To get the oldest age you should date, simply do it in reverse; (X-7)*2. For the same 25 year old, you get:

(25 - 7) * 2
(18) * 2
36

Given your age of 17, you get 20 as the top age you should date. I find this is a good age range to follow. But given that you're not of legal age, this is a BAD idea. As in, jail bad.

Please note the above formula only applies to "dating" as most people refer to it. IE, boyfriend/girlfriend going out on dates and being in a 'relationship'. If it's just sex, then as long as it's legal, go for it. The reason for the disparity is this:

The X/2+7 rule is for emotional maturity. A 27 year old who is able to emotionally with a 17 year old and form a dating relationship actually has emotional development problems. A 27 year old should not find a 17 year old mentally stimulating enough to form a meaningful bond. If they do, then said 27 year old has actual mental and emotional issues that need to be addressed. Physical attraction, on the other hand, knows no age limits or life experience differences. I'm too old to be 'dating' some of the 18 year olds I see walking around by a couple years, and on the rare occasion I hear one of them talk I know exactly why. They're insipid and boring. The drama associated with their highschool lives was annoying enough when I was in highschool, and now that I'm paying rent and holding down a job it's even more boring to hear what Vanessa said to Chelsea about Aiden's new jeans and ohmygod isn't this the cutest purse ever. But if I could get them to shut the hell up and dance naked, my god would I ever be interested.
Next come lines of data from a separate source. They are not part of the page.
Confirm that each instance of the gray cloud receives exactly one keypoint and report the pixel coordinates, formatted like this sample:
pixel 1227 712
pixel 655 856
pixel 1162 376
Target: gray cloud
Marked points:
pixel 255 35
FYI, I've also been known to lie to 18 and 19 year olds in order to sleep with them. Yeah, sleazeball thing to do, but in my defense, I was really horny. Be warned this may be the case here.

As for ABDLBoy's position, I have to say - while I agree with a lot about what Dan Savage says, in reality, most people just don't have the maturity to make the campsite rule work. I don't think I've ever met a 27 year old who did, especially one that would consider jailbait as a girlfriend or boyfriend.